Maximum likelihood fitting Lab

Paulo Inácio Prado
2023-02-02

Preparation

In this lab we will use a data set with the number of species of ants recorded in vegetation patches of different sizes in California (Suarez et al. 2008). We will use this data to fit different models for the species-area relationship.

Load the required libraries and the data, which is available in the supplementary material of Ohyama et al. (2021):

## all data sets compiled by Ohyama et al
raw <- read.csv("https://github.com/piLaboratory/bie5781/raw/master/data/jbi14149-sup-0003-appendixs3.csv")
## Suarez et al data
suarez <- raw[raw$Study_ID=="23", c("Island_area", "Species.Richness")]

Model fitting

One of the first models proposed to describe the relationship between the area of an island or of a habitat patch (\(A\)) and the number of species that this area harbors (\(S\)) is the power function:

\[ S \, = \, \alpha A^{\beta_1}\]

Taking the logarithm of both sides of this equation we have a linear function:

\[ \ln S \, = \, \beta_0 + \beta_1 \ln A \]
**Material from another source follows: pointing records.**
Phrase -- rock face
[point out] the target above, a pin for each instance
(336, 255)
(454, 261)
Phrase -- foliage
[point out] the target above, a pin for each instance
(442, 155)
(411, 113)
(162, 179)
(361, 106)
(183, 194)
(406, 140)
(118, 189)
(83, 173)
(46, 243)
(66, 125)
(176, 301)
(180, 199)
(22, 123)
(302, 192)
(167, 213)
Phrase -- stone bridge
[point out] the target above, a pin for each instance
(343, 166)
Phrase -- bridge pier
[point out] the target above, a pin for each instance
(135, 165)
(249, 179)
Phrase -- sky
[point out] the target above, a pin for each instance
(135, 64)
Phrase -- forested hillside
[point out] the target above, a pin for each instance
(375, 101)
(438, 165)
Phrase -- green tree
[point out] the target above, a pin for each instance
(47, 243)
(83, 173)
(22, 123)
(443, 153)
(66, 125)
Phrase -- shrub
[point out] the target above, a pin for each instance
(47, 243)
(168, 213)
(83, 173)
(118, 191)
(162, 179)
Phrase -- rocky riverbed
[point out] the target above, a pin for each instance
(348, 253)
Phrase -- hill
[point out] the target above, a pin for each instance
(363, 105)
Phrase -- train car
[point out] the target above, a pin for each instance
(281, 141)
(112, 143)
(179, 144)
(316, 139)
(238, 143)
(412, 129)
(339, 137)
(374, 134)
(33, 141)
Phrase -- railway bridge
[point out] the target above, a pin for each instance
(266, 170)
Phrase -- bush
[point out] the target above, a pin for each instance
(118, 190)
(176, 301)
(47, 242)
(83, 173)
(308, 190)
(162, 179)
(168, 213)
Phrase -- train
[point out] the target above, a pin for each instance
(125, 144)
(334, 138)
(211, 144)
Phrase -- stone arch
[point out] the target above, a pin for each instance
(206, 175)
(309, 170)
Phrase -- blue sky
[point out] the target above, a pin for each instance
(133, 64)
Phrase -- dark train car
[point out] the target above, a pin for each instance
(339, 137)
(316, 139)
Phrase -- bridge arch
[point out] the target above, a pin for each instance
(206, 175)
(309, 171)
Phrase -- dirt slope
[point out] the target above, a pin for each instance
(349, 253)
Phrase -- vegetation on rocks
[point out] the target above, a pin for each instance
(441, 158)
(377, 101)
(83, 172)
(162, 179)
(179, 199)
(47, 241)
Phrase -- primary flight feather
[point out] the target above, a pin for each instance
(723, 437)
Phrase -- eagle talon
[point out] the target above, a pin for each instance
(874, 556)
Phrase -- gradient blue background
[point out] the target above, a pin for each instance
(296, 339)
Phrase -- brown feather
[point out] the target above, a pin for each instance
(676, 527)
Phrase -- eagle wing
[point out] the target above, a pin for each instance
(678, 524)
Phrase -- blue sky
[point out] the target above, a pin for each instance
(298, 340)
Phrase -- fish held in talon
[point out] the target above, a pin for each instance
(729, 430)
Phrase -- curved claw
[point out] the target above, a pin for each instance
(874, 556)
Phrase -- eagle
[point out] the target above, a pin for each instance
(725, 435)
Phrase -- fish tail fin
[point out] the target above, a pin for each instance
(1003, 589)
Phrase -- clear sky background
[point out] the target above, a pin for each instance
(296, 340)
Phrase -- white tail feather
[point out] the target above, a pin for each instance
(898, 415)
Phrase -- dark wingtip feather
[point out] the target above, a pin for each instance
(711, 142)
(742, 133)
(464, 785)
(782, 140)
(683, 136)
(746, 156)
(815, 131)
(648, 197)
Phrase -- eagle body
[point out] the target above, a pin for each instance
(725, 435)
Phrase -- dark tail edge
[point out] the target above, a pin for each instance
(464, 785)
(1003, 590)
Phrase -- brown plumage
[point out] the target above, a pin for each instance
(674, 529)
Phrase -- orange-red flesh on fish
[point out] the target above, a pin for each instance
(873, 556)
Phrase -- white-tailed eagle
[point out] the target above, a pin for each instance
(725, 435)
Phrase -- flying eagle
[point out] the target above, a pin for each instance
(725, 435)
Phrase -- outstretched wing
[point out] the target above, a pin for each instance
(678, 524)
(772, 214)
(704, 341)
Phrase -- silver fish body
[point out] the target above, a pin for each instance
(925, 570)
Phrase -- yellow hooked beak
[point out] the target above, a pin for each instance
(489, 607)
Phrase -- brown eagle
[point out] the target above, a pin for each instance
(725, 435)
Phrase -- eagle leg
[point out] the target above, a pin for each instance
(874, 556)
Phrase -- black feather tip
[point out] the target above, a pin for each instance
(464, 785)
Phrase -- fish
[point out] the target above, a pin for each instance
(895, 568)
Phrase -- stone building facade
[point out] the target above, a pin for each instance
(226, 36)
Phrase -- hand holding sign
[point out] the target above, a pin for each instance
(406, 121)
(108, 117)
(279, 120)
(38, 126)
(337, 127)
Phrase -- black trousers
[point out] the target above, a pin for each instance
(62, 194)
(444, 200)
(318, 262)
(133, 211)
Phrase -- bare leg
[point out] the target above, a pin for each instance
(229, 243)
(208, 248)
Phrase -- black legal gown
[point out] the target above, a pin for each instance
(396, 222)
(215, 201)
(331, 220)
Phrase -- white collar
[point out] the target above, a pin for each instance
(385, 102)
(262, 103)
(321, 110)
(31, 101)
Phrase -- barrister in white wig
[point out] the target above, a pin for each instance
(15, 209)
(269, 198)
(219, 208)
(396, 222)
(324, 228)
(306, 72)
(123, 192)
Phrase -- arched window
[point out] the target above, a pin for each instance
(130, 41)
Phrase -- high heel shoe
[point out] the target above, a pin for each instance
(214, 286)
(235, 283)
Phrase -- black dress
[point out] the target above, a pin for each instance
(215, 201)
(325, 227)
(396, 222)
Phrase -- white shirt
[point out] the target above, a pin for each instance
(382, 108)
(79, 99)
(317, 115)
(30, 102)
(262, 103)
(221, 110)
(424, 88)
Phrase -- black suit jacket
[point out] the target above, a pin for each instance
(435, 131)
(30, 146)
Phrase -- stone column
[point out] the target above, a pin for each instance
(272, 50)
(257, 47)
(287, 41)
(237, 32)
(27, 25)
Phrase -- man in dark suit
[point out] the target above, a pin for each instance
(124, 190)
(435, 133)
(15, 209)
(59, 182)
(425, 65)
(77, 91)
Where \(\beta_0= \ln \alpha\). Thus, we can evaluate if this model approximates the observed relationship with a simple linear regression:

\[ \begin{align} \ln S_i &\sim \text{Nornal}(\mu_i, \sigma) \\ \mu_i & = \beta_{0} + \beta_1 \ln A_i \end{align} \]

In fact, the species-area relationship looks linear in log-scale:

plot(Species.Richness ~ Island_area, data= suarez,
     xlab = "patch area (m2)", ylab = "Number of species", log="xy")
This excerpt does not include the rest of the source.